Earth's Water Volume

Understanding the Earth's water volume is critical for various scientific calculations, such as estimating global phage numbers. Earth consists predominantly of water, distributed in oceans, lakes, rivers, and ice caps.The commonly used estimation for Earth's water volume is about \(1.332 \times 10^{18}\) liters. When performing calculations involving microorganisms per mL, knowing the total water in milliliters (or converting from liters) is key. Since 1,000 milliliters equal 1 liter, converting \(1.332 \times 10^{18}\) liters to milliliters results in \(1.332 \times 10^{21}\) milliliters.This volume represents the combined capacity of our planet's bodies of water to host microbial life, making it vital for accurate biosphere estimations.

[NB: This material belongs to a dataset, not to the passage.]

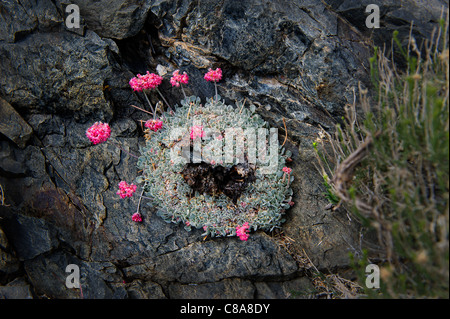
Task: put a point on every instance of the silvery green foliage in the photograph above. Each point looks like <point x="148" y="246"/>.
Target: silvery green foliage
<point x="263" y="202"/>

Mass Calculation in Biology

Calculating mass in biology, particularly for tiny entities like phages, involves using estimated counts of these microorganisms and their individual mass. The individual mass of a phage is estimated at approximately \(10^{-18}\) grams. To find the total mass of all phages on Earth, multiply their estimated number by the mass of a single phage. This calculation is as follows:- Estimate phages: e.g., between \(1.332 \times 10^{24}\) and \(1.332 \times 10^{25}\).- Multiply these figures by \(10^{-18}\) grams.This results in a total mass ranging from \(1.332 \times 10^{6}\) to \(1.332 \times 10^{7}\) grams. Though their combined weight is substantial, it illustrates the enormous number yet tiny scale of individual phages. Understanding these mass calculations is key to appreciating the physical presence of minute biological agents worldwide.